Monday, September 12th, 2011

Esteemed readers! I just returned to Istanbul yesterday, after some sorely needed downtime. The weather is beautiful, the three-inch-long locusts seem to have gone back wherever they came from, Ramadan is over, and I’m happy to be back!

If you’re also in Istanbul these days, please come to the super-cool SALT gallery this Wednesday, where I will be participating in a program called 90, consisting of “lectures, tours, and presentations seeking to answer questions about contemporary Istanbul.” I personally will be seeking to answer the important question of how Istanbul is shaped by football fanaticism.

In other news, I have a couple of short new publications out: a Talk of the Town item on 9/11, in this week’s New Yorker, and a blog post on Solzhenitsyn at Salon.

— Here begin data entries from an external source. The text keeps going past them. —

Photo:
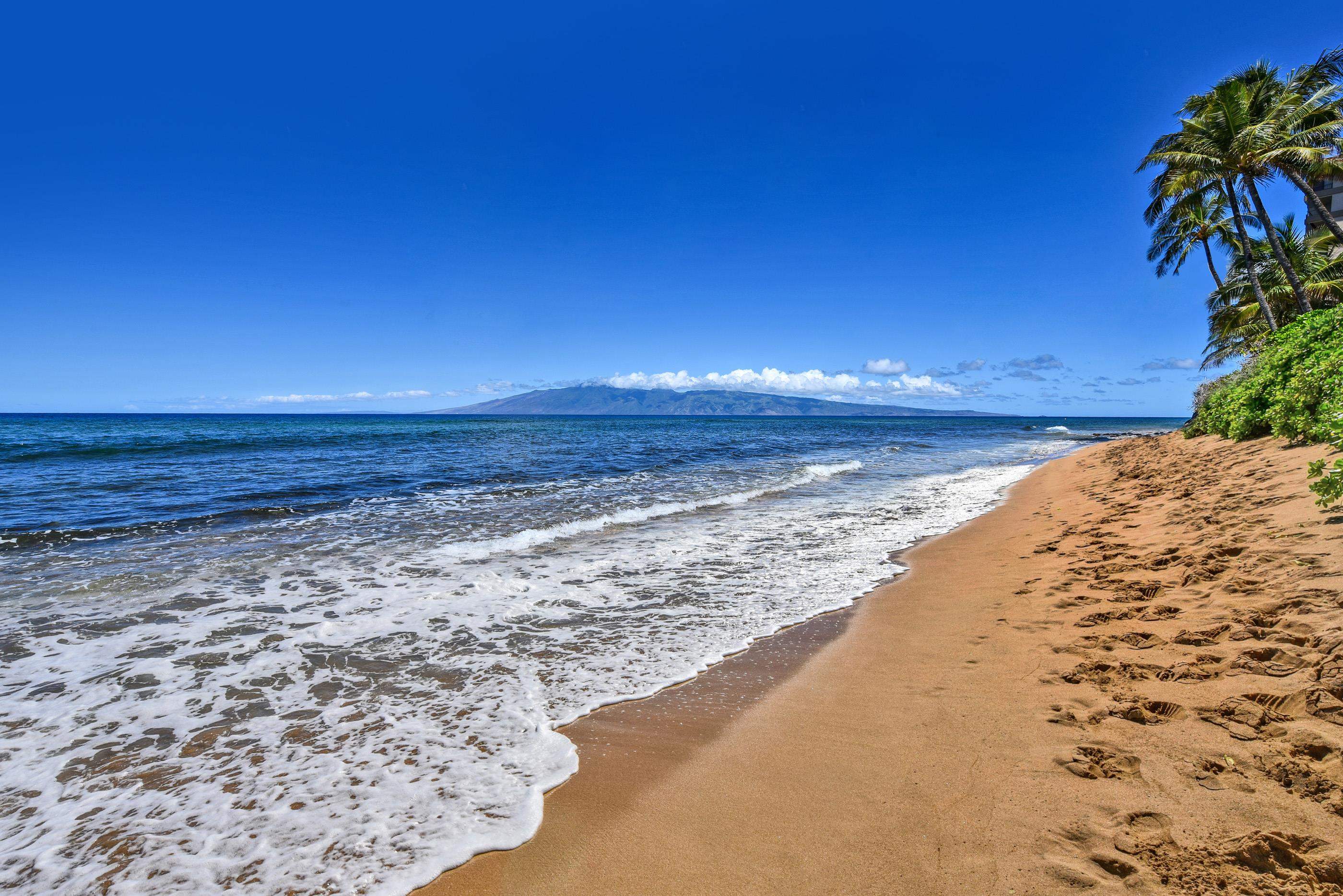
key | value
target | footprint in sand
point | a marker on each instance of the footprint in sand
(1149, 711)
(1268, 660)
(1098, 761)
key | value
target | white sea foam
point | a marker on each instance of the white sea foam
(347, 718)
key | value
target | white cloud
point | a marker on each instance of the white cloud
(1170, 364)
(1038, 362)
(348, 396)
(885, 367)
(808, 383)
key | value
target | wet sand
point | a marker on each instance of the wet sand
(1122, 679)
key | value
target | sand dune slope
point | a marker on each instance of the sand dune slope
(1126, 679)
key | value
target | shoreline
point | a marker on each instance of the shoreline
(869, 742)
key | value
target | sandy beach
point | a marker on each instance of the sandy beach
(1123, 678)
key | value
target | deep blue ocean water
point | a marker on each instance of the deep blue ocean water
(328, 652)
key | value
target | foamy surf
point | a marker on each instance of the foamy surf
(353, 700)
(531, 538)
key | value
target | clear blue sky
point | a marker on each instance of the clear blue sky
(209, 206)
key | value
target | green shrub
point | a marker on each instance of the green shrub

Also, I don’t remember if I posted already this writerly musing about my workplace, but can anyone ever get enough about interior decoration?

There is also some nice news about The Possessed, which has not only been named a runner-up for a PEN/ Diamonstein-Spielvogel Award (for exemplifying the dignity and esteem of the essay form!), but was also recently longlisted for the Guardian First Book award.

Lastly, I’m honored to relate to Swiss and other readers that I will appear next month in Zurich’s Salongespräche series, which my publisher charmingly translated as “Saloon Talks,” and which I imagine going down like this:

saloon talks

OK compadres, that’s all for now… hope to see some of you soon!

I CAN TOTALLY READ

Tuesday, May 3rd, 2011

Disembodied readers!  I was so happy to meet several of you at my and Kaya Genç’s blogging talk on Saturday.  Those who couldn’t make it missed an opportunity to watch me knock over a largeish glass of water, but don’t worry, I’m sure it will happen again.

At the conclusion of the event, which I personally enjoyed a great deal, I was gently but firmly escorted to the roof of the building, where I had a nice long interview with Aktüel magazine, followed by a 1.5-hour photo shoot during which I was immortalized: (a) leaning playfully over the bannister at the top of a long flight of stairs; (b) perched on a wall; and (c) ensconced inside some kind of gigantic avant-garde porthole.  During the porthole stage, as I was trying very hard to turn my aggrieved expression upside-down, I overheard one of the publicists tell her colleague: “I think we are going to read about this on Elif’s blog tomorrow.”

These exertions made me really enthusiastic to get back to Pilates class on Monday. Imagine my feelings when I sat down on my foam mat, in a sea of young people sitting on identical foam mats, and the instructor looked right at me and said: “I read your interview in Milliyet over the weekend.”  “Did you,” I said.  We began to discuss my writing career and plans for the future. At some point, she asked a question whose answer depended on my having read the interview, which I hadn’t. 

“I’m not able to read interviews,” I explained.

“You’re… not able to??” she repeated, with a look of shock.  In this way I realized that the Pilates instructor thought I was confessing to illiteracy.

“Alas, I have not yet been bitten by the black stallion of literacy.”